No.24 Life studio Shonan

 

 

人間の「目」はとてもよく出来ている。

 

改めて、人の目についてそう感じました。

見た物に瞬時に焦点を合わせ、その物への距離感や肌触り、そしてぬくもりまでをも脳に伝え感じさせてくれる「目」。

この先、どれほど文明が発達しようが人の目を越えるカメラやそれに値するものなど生まれはしないでしょう。

でもそんな目にも一長一短があります。

それは、「カタチとして残せないこと」です。

人の体にプリンターが繋がっているわけでもないので、思い出という記憶が脳内に刻まれるだけで物として残す事は出来ません。

だから、物として残したいというその想いがあったからこそカメラが誕生し、写真があるのでしょうね。

とは言ってもやはり人の目の方が優れてはいますが、カメラというか「レンズ」にしか持ち合わせていない「力」があります。

 

それが、

 

レンズという「 トンネルを抜けた世界 」

 

人の目は視野が広く、広いが故に色々なものを見てしまい、感じているようで感じられていないことも多くあります。

でも、長いトンネルを通って見ることでその感じられないことをより深く感じることが出来ます。

この日もそうでした。

 

途中、少々不安な表情を浮かべた彼女は迷い無く「ママという安心」に向けて歩み寄りました。

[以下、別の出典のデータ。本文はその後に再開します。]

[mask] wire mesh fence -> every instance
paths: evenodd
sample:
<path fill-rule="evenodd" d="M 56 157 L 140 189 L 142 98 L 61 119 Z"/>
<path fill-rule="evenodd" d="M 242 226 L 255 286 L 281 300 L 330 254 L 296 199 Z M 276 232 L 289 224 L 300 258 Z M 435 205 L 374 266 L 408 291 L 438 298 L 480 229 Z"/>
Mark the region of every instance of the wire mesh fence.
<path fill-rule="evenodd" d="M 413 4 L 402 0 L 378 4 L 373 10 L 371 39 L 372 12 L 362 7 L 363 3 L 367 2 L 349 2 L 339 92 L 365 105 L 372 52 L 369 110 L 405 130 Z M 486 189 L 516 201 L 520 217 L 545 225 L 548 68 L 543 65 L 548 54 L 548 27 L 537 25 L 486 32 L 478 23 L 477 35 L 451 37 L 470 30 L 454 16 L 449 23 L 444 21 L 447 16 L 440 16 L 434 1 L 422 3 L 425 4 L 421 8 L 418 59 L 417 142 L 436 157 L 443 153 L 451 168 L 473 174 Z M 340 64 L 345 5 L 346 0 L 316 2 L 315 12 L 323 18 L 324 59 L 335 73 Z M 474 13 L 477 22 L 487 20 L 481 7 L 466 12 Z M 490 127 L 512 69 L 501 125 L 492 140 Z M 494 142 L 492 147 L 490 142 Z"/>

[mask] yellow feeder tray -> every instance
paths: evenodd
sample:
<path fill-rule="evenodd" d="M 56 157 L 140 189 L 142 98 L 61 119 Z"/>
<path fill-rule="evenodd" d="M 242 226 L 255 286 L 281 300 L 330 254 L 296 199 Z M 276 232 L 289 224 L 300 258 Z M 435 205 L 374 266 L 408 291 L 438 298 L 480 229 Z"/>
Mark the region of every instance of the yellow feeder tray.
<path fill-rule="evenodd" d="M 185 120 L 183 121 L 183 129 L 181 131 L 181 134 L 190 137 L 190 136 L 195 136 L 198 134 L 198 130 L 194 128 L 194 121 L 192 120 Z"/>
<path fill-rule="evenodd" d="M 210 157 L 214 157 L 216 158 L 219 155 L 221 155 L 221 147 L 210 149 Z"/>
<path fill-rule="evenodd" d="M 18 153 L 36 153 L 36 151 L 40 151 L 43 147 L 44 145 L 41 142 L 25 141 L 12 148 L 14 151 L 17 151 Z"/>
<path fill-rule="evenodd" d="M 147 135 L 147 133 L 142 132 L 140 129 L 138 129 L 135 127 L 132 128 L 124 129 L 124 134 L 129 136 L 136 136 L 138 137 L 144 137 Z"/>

もう赤ちゃんの頃からずっと親しくさせていただいているご家族。

今まで、泣いたりぐずったりもありました。

でもその度、ご両親のぬくもりがその降り注ぐ雨を止ませてくれました。

それは子供たちにとってみれば何にも代え難い「安心」。

ですが、自らが近づいてしまうとその安心を崩してしまいかねない。

そこで私たちは長いトンネルをくぐります。

そのトンネルをくぐったからこそ、私たちの気持ちだけが二人のそばに近寄ることが出来ました。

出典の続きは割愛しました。